We’re saying to all of them: Under this banner of True North, a conference that is about Canadian values as applied to our future, and with the theme of tech for good, what kind of gathering would you want to have?
It might be a small spotlight of a single talk with 30 people. It might be a meetup, in order to have a conversation about an important issue. That conversation might be about data, it might be about medtech and healthcare. It might be about tech for good as it’s applied to policing and crime prevention. It might be tech for good and as it’s applied to the issues facing people in the workforce from a mental health perspective.
We want to encourage people to think about what is authentic for them. And we want it to be wide open, and the more the merrier. This collaborative idea is one we really feel that we have landed on as the next big tool for us as a community. People talk about it in terms of, ‘We’re better together.’ It's really as simple as that.

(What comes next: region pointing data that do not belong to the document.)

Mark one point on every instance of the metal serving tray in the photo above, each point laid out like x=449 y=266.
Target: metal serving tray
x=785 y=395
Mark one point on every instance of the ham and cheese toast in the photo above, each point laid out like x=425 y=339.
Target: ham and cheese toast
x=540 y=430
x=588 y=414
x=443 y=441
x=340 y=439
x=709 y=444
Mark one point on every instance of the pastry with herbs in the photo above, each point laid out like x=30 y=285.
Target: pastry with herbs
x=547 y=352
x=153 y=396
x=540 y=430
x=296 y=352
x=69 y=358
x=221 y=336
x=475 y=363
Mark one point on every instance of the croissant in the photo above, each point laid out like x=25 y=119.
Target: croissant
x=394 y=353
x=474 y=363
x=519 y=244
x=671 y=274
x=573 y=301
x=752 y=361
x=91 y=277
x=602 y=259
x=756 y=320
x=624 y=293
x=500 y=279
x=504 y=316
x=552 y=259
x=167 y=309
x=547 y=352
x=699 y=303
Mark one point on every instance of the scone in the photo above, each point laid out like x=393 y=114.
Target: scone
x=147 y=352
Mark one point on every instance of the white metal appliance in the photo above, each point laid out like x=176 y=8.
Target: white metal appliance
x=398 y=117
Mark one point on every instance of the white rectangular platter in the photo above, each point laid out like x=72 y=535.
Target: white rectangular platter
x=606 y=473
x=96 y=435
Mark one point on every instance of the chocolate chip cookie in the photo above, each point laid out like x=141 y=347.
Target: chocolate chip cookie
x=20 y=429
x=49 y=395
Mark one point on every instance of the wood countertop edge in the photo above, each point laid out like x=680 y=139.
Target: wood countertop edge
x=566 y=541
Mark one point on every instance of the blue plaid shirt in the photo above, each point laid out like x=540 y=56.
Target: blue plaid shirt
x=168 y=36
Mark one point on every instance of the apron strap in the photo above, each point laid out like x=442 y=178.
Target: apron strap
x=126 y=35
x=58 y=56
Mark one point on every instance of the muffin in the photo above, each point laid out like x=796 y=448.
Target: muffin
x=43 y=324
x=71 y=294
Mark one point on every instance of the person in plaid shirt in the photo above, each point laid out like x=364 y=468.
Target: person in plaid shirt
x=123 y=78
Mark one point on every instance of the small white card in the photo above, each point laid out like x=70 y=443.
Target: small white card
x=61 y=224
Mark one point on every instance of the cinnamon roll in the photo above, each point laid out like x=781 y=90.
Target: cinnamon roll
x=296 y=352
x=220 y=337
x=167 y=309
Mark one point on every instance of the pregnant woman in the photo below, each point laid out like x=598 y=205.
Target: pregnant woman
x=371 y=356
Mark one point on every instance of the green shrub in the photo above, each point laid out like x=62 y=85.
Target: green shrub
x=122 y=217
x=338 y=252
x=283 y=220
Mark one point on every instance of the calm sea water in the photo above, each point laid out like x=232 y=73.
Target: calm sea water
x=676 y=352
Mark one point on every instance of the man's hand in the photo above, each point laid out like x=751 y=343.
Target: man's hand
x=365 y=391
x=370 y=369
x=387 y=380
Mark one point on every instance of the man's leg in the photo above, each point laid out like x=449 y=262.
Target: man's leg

Q – And what is all this going to mean? What will the week look like?
A – Well, there’s going to be the overarching umbrella called True North. There's going to be a set of events called Centre Stage that will be operated by Communitech, and those will happen at Centre In The Square. There will be meetups, some very high-profile speakers, and the final leg of the journey for the $1-million Leaders Prize, which will be awarded to a group using artificial intelligence to solve the global problem of fake news.
Communitech will also be running a series of summits over the course of the week. There will be a summit for scaling companies. There'll be a summit on corporate innovation. There will be one on data, advanced technologies and, of course, Tech for Good.
So again, the idea of the summit is people coming together and having an opportunity to participate in a dialogue working towards understanding and effecting change.
And then on top of that there's going to be all the nighttime stuff happening up and down King Street in Kitchener and Waterloo, a whole series of activities happening at night.
Q – So, some big, interesting changes, including a change in name from “conference” to “festival.” Why was the name change important?
A – The notion of the festival is that we're trying to build a bigger tent. We're trying to make this less about one specific event at one specific location and more about a week-long series of events, daytime, nighttime, important conversations, fun music and good food.
Q – Safe to say the changes mark an important milestone in the evolution of True North ...
A – You know, we're very proud of what we were able to achieve in the last two years, particularly in the absence of LRT. We demonstrated to the world we're what we're capable of doing. We're able to have important conversations about the critical issues we're facing the world right now. We've brought some really interesting partners to the table.
We're getting a really strong sense that the community is eager to be part of this. They want this. The timing is right. And the more that we have people coming from all corners of the community to participate, the better.